Iranian threat to ‘flatten Tel Aviv’ from Lebanon draws ire in Beirut

Top officials in Beirut reacted with outrage on Tuesday after comments by an adviser to Iran’s Islamic Revolutionary Guard Corps, threatening to attack Israel from Lebanese territory.

“If Israel makes a mistake, even the smallest one, against Iran, we will flatten Tel Aviv into dirt from Lebanon,” Morteza Ghorbani, a senior adviser to the IRGC Commander Hossein Salami, told Iranian media agency Mizan on Monday evening, Lebanese media said.

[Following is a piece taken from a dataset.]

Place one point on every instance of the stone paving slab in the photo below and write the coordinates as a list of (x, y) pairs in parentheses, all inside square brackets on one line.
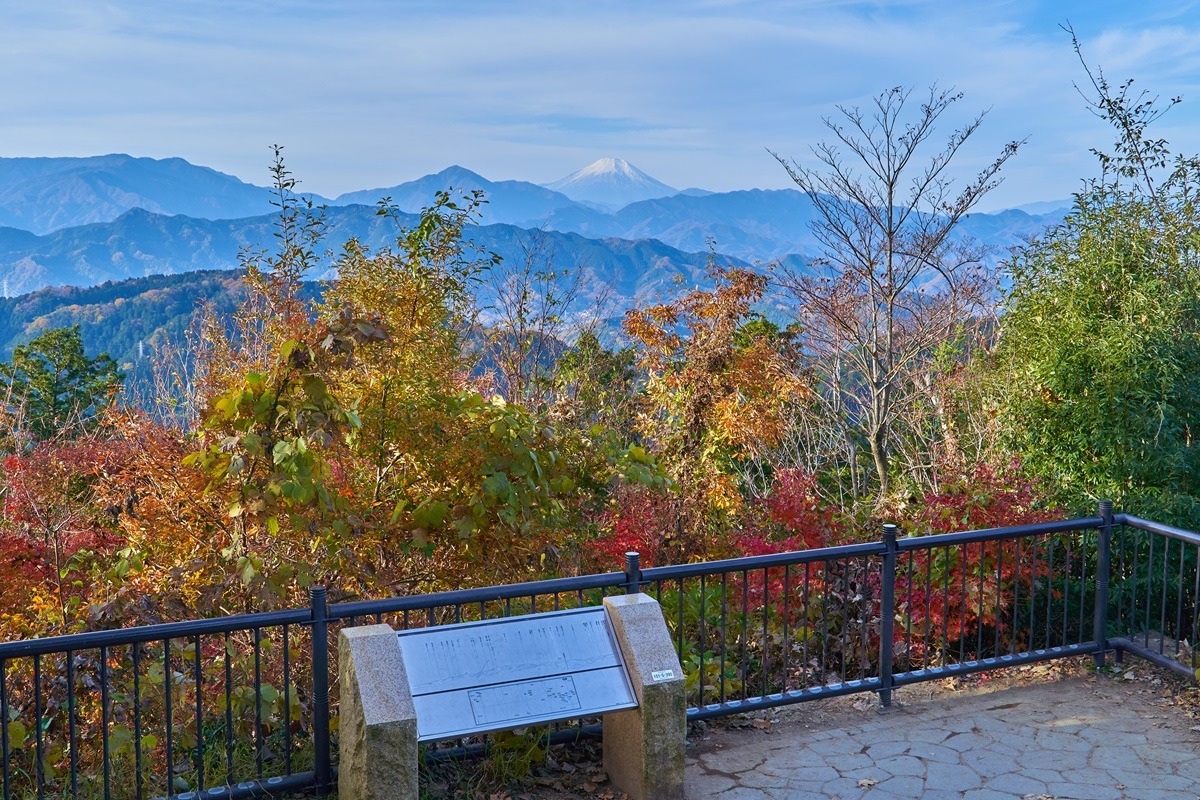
[(1078, 738)]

Mr Ghorbani appeared to be referring to Israel’s arch enemy and Tehran’s main proxy in the Levant, Hezbollah. The powerful Iran-backed Shiite Lebanese party fought a bloody guerrilla campaign against Israel in south Lebanon, forcing their hasty retreat in 2000, and has since fought a devastating 34-day war in 2006 as well as a number of smaller skirmishes. The group possesses an estimated 120,000 rockets, according to a 2017 report published by the Council on Foreign Relations, a US think-tank.

The 2006 war killed more than 1,000 Lebanese, mostly civilians, and 121 Israelis soldiers as well as 46 civilians.

Caretaker Lebanese Defence Minister Elias Bou Saab, a member of the Hezbollah-allied Christian majority Free Patriotic Movement, tweeted that Mr Ghorbani’s comments were “unfortunate and unacceptable and infringed on the sovereignty of Lebanon”.

He said that Iran, which has a “friendly relationship” with Lebanon, should not “compromise the independence of Lebanese decisions in any way”.

Caretaker Information Minister, Jamal Jarrah, a member of the prime minister’s Sunni Future Movement — traditionally an opponent of Hezbollah — tweeted that “Iran can defend however it wants, but Lebanon is not a mailbox for the Iranian Revolutionary Guards and is not an arena for foreign use by any country. The words of the Iranian official are completely rejected.”

Political parties in Lebanon are historically supported by foreign countries, with Shiite groups generally receiving support from Iran and Syria, Sunni parties from the Gulf and Christians from the West.

The Lebanese are “not human shields for any project in the region,” said former interior minister Nohad Machnouk, also a member of the Future Movement. “The Iranian official must know that Lebanon has changed and will not be affected by his words.”

Nadim Gemayel, leader of the Christian Kataeb party, which is staunchly anti-Hezbollah and is not represented in government, tweeted that he demanded an “explicit position” from Hezbollah leader Hassan Nasrallah, President Michel Aoun and caretaker Prime Minister Saad Hariri.

As yet, none of them have commented.

Hezbollah, which built its identity on fighting Israel, is popular among some segments of society in Lebanon where it paints itself as a defender of the country.

Like its Iranian and Syrian allies, the group has criticised the massive anti-government protests that started in Beirut on October 17.

It accuses the participants of being manipulated by foreign countries, a claim which they reject.

But the party has been lumped together with all the major political blocs being criticised by protesters who are demanding major reforms, a new type of governance and an economic and infrastructural overhaul.